I've decided to tell "my story" because it may hold similar
thoughts that others have experienced.
Who
am I? I was an active witness for 15 years, with 9 of them spent pioneering.
I served at Bethel and in 10 congregations across the U.S. I was a
ministerial servant for many years and was well on my way to joining
the "inner circle" when, one week before I was scheduled
to give a 45 minute public talk at a Kingdom hall, I went to my meeting
and gave the visiting District Overseer a letter explaining that I
did not want anymore responsibilities in the congregation. The letter
was admittedly ambiguous, just stating that I had developed doubts
over unanswered questions. I waited a week, and when nobody stopped
by to ask me what my questions were, I decided to stop going to meetings
all together.
I
didn't leave the "truth" because I wanted to engage in forbidden
activities. I had never read any apostate literature and no one had
put doubts about the organization in my head. I never tried to lure
anyone away with me. I never spoke poorly about the society. I was
simply very unhappy being part of something I had a hard time believing
in anymore.

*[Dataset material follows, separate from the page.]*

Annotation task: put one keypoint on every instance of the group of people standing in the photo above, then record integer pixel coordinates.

I had looked around at my "brothers and sisters"
and I realized that, in order to survive and prosper in "the
society", you needed to become a certain kind of person.
Those
just entering the "truth" had a raw energy about them. A
passion for salvation and a sense of wonder at the overwhelming love
showered on them at the meetings. They
truly believed, as I had.
Then,
there were those in the middle. The ones that had been burned by the
"friends", or treated unfairly by the elders. These were
the ones at a crossroads. They could take this test of faith and go
one of three ways. They could leave the truth and all their "brothers
and sisters" would shake their heads in shame. They could stay,
but stand up for themselves and attempt to retain their personal integrity
and a sense of sincerity about their lives. These ones, more often
than not, ended up on the outskirts of association. They were Brothers
and Sisters, but they were to be approached cautiously. They were
treated as second class citizens in the congregation and any responsibilities
or "honor" they received in the hall always seemed like
charity.
In
the end, these "friends" exuded an aura of desperation.
Like they really wanted to believe that the way they were living their
lives (by WTS standards) was important, but it was a constant struggle
to stay convinced.
Finally,
there was the third choice.
The
individual that did what they were told without question. They lied,
and manipulated, and betrayed without hesitation. They saw the hypocrisy,
cruelty, and favoritism, and decided they could live with it. They
could congratulate a brother for living in abject poverty and denying
himself a further education. They could watch a sister suffering clinical
depression go slowly crazy while they read her scriptures. They could
listen to a child speak of being molested or abused and then victimize
that child further if it meant keeping them quite. They could tell
a mother to deny her child a blood transfusion and feel proud of that
decision at the funeral. And they could do a lot worse if called upon.
These individuals thrived in the organization. They were our leaders.
They were the "strong" ones in the congregation. They were
the ones you did not mess with. You were either with them, or against
them. And if you wanted to last, you would have to become like them.
I
decided I did not want to become that kind of person.
When
I stopped going to meetings, I did not suffer a void in my life. I
did not spiral into drugs and depravity. In fact, I didn't do anything
but go to work and come home to my T.V. for a year. When I finally
felt ready to re-enter the real world, it was not with a feeling of
impending doom, but a rush of excitement for a whole new chapter in
my life and all the opportunity that could bring.
And
still, I did not speak unkindly of the organization. Live and let
live, that was my motto. If I respected them, perhaps I could expect
the same civil treatment.
You'd
think I would've known better. They tried, through my mother, to turn
my child against me and it failed. I will no longer allow them to
have any contact with my family. I consider my mother disfellowshipped.
She had behaved in a manner that presented a danger to my family,
and until she is ready to change, she will have no contact with us.
This may sound harsh to some readers, but I wanted to tell my story
in the hopes that anyone reading that have had similar experiences
or feelings could know that they are not alone. And more importantly,
they are not wrong to feel the way they do.